Grand Prix Toskanii będzie pierwszym w tym roku wyścigiem otwartym dla kibiców.
W związku z pandemią COVID-19 Formuła 1 ustanowiła wszystkie wyścigi imprezami zamkniętymi. Zgodnie z protokołem trybuny pozostają puste a w padoku może przebywać ograniczona liczba pracowników zespołów.
Jednocześnie władze F1 w porozumieniu z organami ochrony zdrowia krajów-gospodarzy wyścigów, pracują nad udostępnieniem części miejsc na trybunach przy zachowaniu zwiększonych środków bezpieczeństwa. Decyzje w tej sprawie są podejmowane na bieżąco, z uwzględnieniem dynamiki zachorowań.
Mugello jako pierwsze potwierdziło, że za dwa tygodnie otworzy bramy toru dla kibiców.

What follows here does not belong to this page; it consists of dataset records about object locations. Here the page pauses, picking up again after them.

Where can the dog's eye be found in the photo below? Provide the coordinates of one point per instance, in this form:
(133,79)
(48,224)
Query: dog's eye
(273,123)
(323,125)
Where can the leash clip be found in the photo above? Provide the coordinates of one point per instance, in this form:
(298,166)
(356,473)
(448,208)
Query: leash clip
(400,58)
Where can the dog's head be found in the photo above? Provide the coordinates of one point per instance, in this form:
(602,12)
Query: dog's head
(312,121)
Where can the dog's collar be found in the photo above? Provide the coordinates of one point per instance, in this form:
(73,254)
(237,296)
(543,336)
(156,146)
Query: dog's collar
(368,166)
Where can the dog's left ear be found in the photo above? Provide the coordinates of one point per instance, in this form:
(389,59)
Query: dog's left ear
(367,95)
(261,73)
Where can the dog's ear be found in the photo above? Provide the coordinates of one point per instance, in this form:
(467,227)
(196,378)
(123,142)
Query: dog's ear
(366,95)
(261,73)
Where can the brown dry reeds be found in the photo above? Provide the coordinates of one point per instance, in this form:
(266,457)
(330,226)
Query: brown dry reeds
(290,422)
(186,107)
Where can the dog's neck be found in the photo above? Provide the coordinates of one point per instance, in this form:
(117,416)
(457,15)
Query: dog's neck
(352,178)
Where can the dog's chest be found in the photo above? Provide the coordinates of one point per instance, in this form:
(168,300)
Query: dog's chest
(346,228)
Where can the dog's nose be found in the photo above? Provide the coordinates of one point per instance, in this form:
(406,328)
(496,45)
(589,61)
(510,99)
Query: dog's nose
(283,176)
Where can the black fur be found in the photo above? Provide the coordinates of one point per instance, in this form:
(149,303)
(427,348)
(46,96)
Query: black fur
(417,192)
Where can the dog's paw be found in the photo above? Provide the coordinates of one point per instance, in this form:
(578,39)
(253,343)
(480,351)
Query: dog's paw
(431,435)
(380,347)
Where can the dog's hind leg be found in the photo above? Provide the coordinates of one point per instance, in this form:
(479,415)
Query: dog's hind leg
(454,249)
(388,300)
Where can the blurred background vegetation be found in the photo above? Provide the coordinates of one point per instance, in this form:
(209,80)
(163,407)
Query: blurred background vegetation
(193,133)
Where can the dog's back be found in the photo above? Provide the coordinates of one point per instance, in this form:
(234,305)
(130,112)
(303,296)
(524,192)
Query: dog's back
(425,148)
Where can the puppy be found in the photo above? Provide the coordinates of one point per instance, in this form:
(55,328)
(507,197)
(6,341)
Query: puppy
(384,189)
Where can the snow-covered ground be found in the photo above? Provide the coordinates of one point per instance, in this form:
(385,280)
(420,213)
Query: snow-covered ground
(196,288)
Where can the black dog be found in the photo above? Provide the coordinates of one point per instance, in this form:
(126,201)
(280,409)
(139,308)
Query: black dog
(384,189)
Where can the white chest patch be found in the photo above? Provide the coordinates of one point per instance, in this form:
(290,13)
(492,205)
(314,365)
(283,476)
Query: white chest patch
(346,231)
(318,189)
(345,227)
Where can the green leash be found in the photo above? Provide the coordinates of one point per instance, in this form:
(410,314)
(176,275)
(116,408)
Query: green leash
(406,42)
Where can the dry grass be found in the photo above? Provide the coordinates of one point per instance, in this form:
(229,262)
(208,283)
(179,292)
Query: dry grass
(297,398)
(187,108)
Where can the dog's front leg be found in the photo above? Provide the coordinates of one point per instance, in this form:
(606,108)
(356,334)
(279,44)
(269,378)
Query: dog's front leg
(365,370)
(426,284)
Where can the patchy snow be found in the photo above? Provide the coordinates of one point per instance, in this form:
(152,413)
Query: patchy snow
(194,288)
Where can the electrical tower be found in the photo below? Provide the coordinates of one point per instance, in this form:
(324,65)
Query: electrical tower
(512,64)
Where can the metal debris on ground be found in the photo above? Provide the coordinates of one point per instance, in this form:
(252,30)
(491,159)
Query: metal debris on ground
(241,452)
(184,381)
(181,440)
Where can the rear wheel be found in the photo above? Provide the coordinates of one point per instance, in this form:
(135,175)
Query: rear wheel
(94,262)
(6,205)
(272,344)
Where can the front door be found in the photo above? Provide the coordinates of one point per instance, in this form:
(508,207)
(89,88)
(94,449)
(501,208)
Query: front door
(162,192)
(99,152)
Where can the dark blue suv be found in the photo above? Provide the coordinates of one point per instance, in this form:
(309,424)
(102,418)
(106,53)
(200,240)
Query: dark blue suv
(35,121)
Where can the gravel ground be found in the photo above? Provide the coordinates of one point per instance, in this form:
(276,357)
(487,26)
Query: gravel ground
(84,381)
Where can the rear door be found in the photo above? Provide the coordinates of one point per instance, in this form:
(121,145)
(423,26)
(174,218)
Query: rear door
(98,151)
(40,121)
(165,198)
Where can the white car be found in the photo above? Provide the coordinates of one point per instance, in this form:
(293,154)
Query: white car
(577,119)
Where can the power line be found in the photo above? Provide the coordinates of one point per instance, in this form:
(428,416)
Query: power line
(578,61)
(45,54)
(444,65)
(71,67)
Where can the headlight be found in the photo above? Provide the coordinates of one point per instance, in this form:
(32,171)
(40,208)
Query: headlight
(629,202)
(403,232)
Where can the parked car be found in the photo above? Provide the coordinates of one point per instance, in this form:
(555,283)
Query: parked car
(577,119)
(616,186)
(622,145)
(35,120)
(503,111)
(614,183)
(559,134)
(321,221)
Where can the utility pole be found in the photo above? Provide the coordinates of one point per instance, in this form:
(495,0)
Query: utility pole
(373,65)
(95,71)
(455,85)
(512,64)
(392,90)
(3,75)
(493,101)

Do sprzedaży trafi jednak tylko po 2880 biletów na każdy z trzech dni Grand Prix. Miejsca dla fanów zostaną przydzielone na trzech różnych trybunach.
„Podczas trzydniowego Grand Prix, każdego dnia na tor będzie mogło wejść 2880 osób. 1000 na Tribuna Centrale i 1000 na Tribuna Materassi. Członkowie klubów Scuderii Ferrari otrzymają do zakupu z osobnej puli 880 biletów na Tribuna 58”.
„Szczegółowy plan zaprezentowany przez tor Mugello i zatwierdzony przez region Toskanii zawiera wszystkie działania przeciw COVID-19 przewidziane w tego typu sytuacji, aby zagwarantować maksymalne bezpieczeństwo wszystkim uczestnikom imprezy”.
„Bilety trafią do sprzedaży we wtorek 1 września”.
Trwają także prace nad otwarciem trybun w przypadku dwóch innych wyścigów. Organizatorzy Grand Prix Rosji mają nadzieję na powitanie 30 tysięcy fanów królowej sportów motorowych. Z kolei promotor Grand Prix Portugalii w Algarve, które odbędzie się w drugiej połowie października, zabiega aktualnie o pozwolenie na udostępnienie od 50 tysięcy do 60 tysięcy miejsc na trybunach.
Finałowy wyścig sezonu w Abu Zabi ma być zamkniętą imprezą. Niewykluczone jednak, że dwa wcześniejsze Grand Prix na torze w Bahrajnie odbędą się z udziałem publiczności.